13. Do… monitor employees gauged to be at risk of abusing the trust placed in them. Fraud risk very closely mirrors the processes and operations of the business. The anti-fraud procedures must do the same. So the employee in the secure computing operation or the treasury needs more monitoring than the guy in the marketing department or sales.

14. Do… examine insurance policies for fraud risks. In the worst case, that is a scant comfort for the worried executive.

Don'ts

1. Do not… underestimate the capacity for fraud of senior and longstanding executives. Remember, the more senior the executive, the greater his remit and capacity to override controls. The biggest fraudsters are the Robert Maxwells, Peter Clowes, Bernie Madoffs, who run the show and can commit a great deal of fraud before anyone dares to question them.

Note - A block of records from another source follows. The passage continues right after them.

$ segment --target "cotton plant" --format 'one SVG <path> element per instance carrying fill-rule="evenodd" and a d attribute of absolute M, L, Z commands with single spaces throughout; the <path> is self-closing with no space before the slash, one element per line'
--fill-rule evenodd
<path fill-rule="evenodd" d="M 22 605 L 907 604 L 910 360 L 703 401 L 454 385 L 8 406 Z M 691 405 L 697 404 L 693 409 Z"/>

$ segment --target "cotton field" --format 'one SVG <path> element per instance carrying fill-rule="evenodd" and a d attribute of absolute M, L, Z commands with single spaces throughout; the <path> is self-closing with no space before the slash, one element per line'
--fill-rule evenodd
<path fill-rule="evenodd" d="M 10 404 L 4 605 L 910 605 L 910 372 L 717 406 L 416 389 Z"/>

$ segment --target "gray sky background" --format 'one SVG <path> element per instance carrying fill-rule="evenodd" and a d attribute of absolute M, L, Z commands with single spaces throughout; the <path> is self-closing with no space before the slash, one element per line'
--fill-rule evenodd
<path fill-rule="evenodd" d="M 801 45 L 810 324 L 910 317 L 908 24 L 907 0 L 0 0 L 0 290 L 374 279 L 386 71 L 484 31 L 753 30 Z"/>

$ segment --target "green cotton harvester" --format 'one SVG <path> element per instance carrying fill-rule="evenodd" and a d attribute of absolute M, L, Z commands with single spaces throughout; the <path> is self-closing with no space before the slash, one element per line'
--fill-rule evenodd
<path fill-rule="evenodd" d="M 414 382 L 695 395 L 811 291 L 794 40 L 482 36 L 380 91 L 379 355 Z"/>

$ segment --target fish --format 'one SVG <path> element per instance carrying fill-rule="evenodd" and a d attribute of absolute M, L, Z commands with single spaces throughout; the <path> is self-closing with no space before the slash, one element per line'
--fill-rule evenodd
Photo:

2. Do not… underestimate the capacity of low-key or junior staff members to wreak havoc. Joyti De-Laurey, the personal assistant to a Goldman Sachs partner, was able to steal £4.3m ($7.18m) before the three partners for whom she worked spotted any sign that money was missing.

3. Do not… think only about the optimistic stuff such as hiring people and making profits, also think about your company’s capacity to lose money through fraud and other forms of abuse and miscalculation.

4. Do not… underestimate the capacity of highly intelligent and aggressive traders or executives to cheat the system. If their backs are to the wall or they have an expensive divorce, they will find excuses to bend rules.

5. Do not… send out mixed messages. The firm that preaches an ethical and responsible culture, but offers incentives for short-term trading, lacks credibility.

6. Do not… over-egg the incentives that staff will be tempted to deliver by cutting corners.

7. Do not… make controls so tight that you put your best staff off being entrepreneurial, honest and profitable. It is a fine line between systems that control and systems that encourage free thinking.

8. Do not… fall for the trap set by star traders and others that they can walk on water. Fraudsters like to pull the wool by undermining management’s culture and authority. Peter Young of Morgan Grenfell in the 1980s was lauded as a trading genius until he lost control of his investment scheme and resorted to fraud. Mr Young was described as "intellectually arrogant", a man who felt "unconstrained by the myriad rules and regulations designed to protect investors". People called another so-called ‘rainmaker’ their ‘messiah’, until his network of secret companies was discovered.

9. Do not… let traders anywhere near back-office reporting procedures. That way lies catastrophe, á la Mr Leeson. Segregation of roles is an absolute basic for any anti-fraud system.

10. Do not… exaggerate the capacity of systems to beat fraud. Like death, taxes and prostitution, it has always been with us. Fraud is about bad people getting round the good guys. If someone is determined to steal money or intellectual property, they will beat the best systems of control. Just hope it is not you that the fraudster sneaks by.